A ideia de ser funciona primariamente em três contextos: ser e não ser, contraste entre o existente e o inexistente ou irreal; ser e semelhança, contraste entre o real e aquilo que se supõe, que é imaginário ou visionário; ser e devir, com a visão do agora e de um futuro projeto, isto é, do ser adiante de si. Neste terceiro contexto, a questão é o devir do que não é ainda, e esta transição pode ser absoluta por intermédio do não ser elevado a ser, ou pelo inverso, por meio da aniquilação, do ser em não ser; e pode ser uma questão relativa, em que há um intercalar entre os dois estados.
No que respeita ao par ser/devir, os filósofos gregos revelaram a sua perplexidade perante a seguinte aporia clássica, levada subsequentemente ao absurdo nos famosos paradoxos de Zenão:
- O devir absoluto implica a transição do não-ser em ser;
- O devir absoluto ocorre agora ou em algum momento, pelo que os objetos que existem no tempo presente não existiram num tempo decorrido;
- O devir pressupõe o ser, pois só aquilo que é pode experienciar a transição que ocorre com o devir.

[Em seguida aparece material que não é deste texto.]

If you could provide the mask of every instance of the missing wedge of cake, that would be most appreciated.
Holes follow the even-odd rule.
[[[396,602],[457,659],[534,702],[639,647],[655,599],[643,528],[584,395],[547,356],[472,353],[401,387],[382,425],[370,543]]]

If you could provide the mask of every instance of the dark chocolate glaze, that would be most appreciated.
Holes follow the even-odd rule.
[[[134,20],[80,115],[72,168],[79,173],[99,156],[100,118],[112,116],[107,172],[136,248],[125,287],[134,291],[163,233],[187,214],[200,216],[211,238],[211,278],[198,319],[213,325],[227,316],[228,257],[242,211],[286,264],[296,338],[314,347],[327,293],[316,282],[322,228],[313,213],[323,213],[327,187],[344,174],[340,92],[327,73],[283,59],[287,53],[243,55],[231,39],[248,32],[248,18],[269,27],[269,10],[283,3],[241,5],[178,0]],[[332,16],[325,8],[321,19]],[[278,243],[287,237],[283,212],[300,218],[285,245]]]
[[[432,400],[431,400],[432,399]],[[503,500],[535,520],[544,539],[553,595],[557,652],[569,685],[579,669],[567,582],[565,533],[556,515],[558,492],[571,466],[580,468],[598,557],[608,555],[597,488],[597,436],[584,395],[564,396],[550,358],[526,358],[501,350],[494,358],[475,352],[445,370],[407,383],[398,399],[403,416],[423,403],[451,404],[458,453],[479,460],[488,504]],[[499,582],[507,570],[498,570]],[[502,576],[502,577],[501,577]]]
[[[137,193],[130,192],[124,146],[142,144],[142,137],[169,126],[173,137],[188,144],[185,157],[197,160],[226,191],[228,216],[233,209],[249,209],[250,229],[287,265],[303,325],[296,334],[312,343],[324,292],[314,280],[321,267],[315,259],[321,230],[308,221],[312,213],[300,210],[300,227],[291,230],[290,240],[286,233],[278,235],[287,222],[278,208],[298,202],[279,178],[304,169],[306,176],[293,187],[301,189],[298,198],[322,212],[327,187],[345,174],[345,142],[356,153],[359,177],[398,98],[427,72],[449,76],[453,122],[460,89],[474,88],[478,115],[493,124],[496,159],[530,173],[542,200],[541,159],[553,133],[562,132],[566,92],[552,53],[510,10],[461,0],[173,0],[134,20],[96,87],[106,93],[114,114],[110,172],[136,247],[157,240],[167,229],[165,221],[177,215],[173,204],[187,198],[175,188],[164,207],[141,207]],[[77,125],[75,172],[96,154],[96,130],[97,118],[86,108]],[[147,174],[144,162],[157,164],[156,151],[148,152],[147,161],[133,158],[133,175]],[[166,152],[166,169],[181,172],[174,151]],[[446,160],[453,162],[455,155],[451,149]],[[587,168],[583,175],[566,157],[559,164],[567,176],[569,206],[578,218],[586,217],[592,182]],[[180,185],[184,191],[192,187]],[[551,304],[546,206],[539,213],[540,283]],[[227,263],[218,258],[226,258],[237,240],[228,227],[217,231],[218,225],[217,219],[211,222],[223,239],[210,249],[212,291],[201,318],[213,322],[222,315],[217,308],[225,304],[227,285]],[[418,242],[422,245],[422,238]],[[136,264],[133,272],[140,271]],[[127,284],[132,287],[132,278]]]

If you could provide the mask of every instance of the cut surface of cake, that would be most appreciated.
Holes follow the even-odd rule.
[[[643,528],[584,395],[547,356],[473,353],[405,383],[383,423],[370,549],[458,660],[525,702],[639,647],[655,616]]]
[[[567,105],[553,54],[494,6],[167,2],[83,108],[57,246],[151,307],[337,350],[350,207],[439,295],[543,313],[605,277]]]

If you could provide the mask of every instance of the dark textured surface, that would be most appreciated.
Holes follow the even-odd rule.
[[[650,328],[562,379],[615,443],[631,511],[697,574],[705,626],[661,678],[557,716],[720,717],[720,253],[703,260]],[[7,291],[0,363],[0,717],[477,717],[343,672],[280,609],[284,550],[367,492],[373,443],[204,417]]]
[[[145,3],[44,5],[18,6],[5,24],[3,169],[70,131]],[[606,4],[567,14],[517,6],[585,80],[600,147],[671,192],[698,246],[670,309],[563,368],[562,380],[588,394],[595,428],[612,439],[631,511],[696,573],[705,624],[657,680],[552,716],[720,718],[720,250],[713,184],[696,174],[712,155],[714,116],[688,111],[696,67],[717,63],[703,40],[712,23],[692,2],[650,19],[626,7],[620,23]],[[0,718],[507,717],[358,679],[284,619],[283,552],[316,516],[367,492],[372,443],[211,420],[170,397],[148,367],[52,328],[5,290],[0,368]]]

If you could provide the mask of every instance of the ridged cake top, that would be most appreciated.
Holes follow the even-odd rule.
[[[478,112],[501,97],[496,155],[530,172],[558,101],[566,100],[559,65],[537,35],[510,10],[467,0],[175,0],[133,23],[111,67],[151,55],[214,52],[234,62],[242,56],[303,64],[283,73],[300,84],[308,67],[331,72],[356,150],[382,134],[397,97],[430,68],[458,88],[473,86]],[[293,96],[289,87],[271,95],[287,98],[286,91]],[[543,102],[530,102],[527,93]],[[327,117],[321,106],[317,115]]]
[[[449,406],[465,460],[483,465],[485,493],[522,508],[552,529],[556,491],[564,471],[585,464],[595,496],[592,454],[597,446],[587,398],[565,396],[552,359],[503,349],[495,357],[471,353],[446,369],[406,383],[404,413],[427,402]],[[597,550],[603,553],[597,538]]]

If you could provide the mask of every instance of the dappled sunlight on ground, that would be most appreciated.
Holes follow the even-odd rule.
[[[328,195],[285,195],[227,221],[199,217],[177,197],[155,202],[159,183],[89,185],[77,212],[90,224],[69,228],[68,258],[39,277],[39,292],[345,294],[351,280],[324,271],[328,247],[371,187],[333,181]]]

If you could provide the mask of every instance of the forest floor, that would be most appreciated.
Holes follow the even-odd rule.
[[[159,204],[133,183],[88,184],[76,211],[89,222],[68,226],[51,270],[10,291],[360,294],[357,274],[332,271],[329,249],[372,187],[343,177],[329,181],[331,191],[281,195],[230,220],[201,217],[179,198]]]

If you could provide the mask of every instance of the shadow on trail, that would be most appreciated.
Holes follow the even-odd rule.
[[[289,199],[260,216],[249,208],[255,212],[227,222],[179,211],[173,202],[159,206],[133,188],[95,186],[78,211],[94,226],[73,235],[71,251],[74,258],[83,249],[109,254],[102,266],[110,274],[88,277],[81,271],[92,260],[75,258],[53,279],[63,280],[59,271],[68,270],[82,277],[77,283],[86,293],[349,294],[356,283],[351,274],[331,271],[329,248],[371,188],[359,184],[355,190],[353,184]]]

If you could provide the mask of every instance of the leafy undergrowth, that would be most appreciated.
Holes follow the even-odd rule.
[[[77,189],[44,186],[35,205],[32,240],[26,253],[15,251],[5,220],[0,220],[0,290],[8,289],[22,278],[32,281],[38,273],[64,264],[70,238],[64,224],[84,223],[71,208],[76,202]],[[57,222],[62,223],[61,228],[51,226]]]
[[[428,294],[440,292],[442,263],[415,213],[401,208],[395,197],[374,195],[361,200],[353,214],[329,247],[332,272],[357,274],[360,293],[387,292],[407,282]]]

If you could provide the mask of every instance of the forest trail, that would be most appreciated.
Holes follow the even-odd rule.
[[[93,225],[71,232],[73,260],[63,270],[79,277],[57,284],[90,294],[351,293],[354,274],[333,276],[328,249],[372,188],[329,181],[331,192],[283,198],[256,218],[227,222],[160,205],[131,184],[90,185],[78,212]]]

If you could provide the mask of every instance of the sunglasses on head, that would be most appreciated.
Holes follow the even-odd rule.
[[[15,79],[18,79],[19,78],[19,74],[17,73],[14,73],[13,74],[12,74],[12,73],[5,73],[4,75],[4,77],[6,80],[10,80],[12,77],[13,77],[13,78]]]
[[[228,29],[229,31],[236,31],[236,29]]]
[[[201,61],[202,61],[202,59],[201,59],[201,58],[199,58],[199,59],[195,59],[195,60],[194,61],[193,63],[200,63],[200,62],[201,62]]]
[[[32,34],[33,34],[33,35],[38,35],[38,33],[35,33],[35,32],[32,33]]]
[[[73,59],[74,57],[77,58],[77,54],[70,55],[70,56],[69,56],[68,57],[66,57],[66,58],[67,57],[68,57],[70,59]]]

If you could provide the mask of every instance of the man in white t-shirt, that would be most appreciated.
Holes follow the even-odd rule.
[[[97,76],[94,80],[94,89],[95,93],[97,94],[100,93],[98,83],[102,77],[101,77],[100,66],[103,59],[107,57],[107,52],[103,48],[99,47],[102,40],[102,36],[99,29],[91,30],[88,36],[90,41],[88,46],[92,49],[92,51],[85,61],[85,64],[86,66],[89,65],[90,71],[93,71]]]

Mas se existe um sujeito x que é a partir de um dado momento (2), então como é que esse mesmo sujeito pode ter tido um estado precedente à existência (3)? E não será isto contrário à estipulação do devir absoluto (1)? Diferentes filósofos tentaram resolver o problema: Heraclito rejeitou (3), mantendo que tudo é um perpétuo devir; os Eleáticos rejeitaram (2), negando o devir e insistindo que o ser apresenta uma natureza imutável; Demócrito recusou (1), pois o devir absoluto é simplesmente um rearranjo de unidades pré-existentes, que são os átomos. Platão, em “conjunto” com os Eleáticos, viu o real como imutável, teoria exposta na doutrina das ideias; em “conjunto” com Heraclito, aceitou o mundo sensorial como mutável e pervertido pela ilusão. Como o conhecimento genuíno está confinado a um campo que transcende a experiência humana, onde residem as formas platónicas, somente a opinião sobre o mundo mutável é possível, pelo que o conhecimento autêntico do mundo material é impossível. Posteriormente, Martin Heidegger, ao longo de um percurso intelectual que abordou a tradição filosófica que sucedeu ao platonismo e que relegou o Ser, erigiu uma crítica contra essa mesma tradição por ter negligenciado o Ser em prol de problemas especulativos e abstratos. De acordo com Heidegger, os filósofos cingiram-se a uma preocupação puramente teórica com o facto de as coisas se terem tornado no que são, que acabaram por desprezar a experiência imediata no mundo que é a presença humana. Esta crítica prende-se essencialmente com o desvio da filosofia, que inicialmente se consolidou nos planaltos do sentir, para depois se resignar ao pensar: se inicialmente era uma expressão artística, culminou na ciência.
References:
- Gigon, Olof (1985 [1968]), Los Orígenes de la Filosofía Grieca: De Hesíodo a Parménides, Madrid, Editorial Gredos.